Tuesday, 26 February 2013

Why Eastleigh isn't a big test for Ed Miliband

I've read countless articles this week claiming that Labour need to do well in Eastleigh in order to prove that they're capable of winning the next general election.

Apparently the Eastleigh by-election is a 'big test' for Ed Miliband and a poor showing for Labour, would mean that he would be the "real loser" on the day.

So does this argument stack up? Not really.

As things stand Labour are projected to do only slightly better in the Eastleigh by-election than at the last general election.

That isn't great, but it doesn't tell us much about the national picture either.

In the run up to 1997 Labour suffered two truly dreadful results in Liberal / Conservative marginal by-elections in the South.

At both the Newbury and Christchurch by-elections Labour received an abysmal 2% of the vote and lost their deposit.

A few years later they went on to win the most parliamentary seats they've ever held in their history.

Similarly the Tories suffered a dreadful result at the Liverpool Edge Hill by-election in 1979, losing more than half of their support from the previous general election.

Just two months later they went on to win the general election and stayed in power for eighteen years.

The reason Labour and the Tories did so badly at those by-elections, is because they were in seats that voters knew they had no chance of winning. 

Of course all parties would rather do well in un-winnable by-elections, but it doesn't really tell us very much.

If you want to know how a party is doing then you need to look at their performance in by-elections which they have a chance of winning. 

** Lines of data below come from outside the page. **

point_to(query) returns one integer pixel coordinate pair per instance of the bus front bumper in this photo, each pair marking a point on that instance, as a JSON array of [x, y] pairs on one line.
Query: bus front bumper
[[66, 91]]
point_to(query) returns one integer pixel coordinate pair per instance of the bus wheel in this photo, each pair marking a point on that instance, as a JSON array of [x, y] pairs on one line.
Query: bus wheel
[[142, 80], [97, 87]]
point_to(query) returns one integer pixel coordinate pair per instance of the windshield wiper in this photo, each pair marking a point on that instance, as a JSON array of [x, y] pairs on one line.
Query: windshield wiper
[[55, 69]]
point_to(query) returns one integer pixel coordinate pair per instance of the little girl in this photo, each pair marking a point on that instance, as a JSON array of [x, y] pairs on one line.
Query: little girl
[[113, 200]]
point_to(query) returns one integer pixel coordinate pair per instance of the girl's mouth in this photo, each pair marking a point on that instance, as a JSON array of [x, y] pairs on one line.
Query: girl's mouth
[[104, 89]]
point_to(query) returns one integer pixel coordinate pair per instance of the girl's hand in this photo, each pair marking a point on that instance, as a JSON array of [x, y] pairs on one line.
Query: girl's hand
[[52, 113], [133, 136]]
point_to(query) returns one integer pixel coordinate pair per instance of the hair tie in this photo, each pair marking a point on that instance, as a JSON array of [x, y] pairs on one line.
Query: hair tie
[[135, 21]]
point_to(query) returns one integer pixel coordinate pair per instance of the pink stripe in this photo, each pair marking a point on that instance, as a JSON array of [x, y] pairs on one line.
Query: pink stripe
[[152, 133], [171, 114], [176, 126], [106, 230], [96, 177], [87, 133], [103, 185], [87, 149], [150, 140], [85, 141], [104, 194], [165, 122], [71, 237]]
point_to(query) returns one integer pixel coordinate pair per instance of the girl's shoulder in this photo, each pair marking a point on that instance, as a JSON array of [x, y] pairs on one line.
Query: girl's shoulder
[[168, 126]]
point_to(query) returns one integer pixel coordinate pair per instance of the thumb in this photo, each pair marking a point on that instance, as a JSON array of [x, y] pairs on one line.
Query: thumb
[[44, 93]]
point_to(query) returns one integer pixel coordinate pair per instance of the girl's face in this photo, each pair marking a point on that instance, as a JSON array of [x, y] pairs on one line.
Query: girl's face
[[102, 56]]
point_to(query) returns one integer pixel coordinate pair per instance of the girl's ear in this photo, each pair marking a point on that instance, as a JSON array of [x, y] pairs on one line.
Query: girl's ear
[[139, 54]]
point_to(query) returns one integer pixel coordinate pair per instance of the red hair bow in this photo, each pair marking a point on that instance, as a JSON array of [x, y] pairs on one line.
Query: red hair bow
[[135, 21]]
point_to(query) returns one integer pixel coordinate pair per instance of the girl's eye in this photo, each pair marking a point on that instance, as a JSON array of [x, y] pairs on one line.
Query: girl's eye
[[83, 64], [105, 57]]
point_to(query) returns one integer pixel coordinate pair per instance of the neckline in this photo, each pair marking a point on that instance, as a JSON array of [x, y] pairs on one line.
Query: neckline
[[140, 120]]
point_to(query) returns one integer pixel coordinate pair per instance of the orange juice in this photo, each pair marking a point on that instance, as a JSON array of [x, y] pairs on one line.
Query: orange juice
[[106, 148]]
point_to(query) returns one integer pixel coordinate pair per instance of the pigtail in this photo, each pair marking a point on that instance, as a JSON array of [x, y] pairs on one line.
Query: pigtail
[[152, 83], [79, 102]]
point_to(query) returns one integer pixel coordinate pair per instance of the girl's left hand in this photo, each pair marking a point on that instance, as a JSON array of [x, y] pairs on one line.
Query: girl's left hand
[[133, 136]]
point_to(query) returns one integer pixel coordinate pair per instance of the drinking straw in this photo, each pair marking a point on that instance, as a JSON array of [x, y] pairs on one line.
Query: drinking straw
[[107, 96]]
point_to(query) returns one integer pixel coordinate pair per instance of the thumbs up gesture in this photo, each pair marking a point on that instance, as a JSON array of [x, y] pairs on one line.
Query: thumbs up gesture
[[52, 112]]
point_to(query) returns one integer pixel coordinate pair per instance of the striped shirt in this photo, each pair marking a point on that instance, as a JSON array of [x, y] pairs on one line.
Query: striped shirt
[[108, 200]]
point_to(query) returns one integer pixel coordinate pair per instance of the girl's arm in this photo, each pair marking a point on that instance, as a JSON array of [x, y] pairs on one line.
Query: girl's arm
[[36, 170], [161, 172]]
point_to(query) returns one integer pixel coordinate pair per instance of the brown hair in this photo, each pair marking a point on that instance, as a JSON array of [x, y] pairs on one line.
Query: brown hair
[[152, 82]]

So far this parliament Labour have done reasonably well in both safe Labour seats and marginals.

Similarly the Lib Dems have done abysmally in un-winnable seats, but appear to be holding up relatively well in this winnable one.

That isn't to say that Labour have an easy route to victory in 2015. They don't.

Voters' unease about Ed Miliband and mistrust of Labour's record on the economy could still deny them a majority at the next general election.

Alternatively Ed Miliband could go on to win a convincing majority and consign the Tories to opposition for a generation.

We don't yet know which of these will happen. What we do know is that the Eastleigh by-election won't give us much of a clue either way.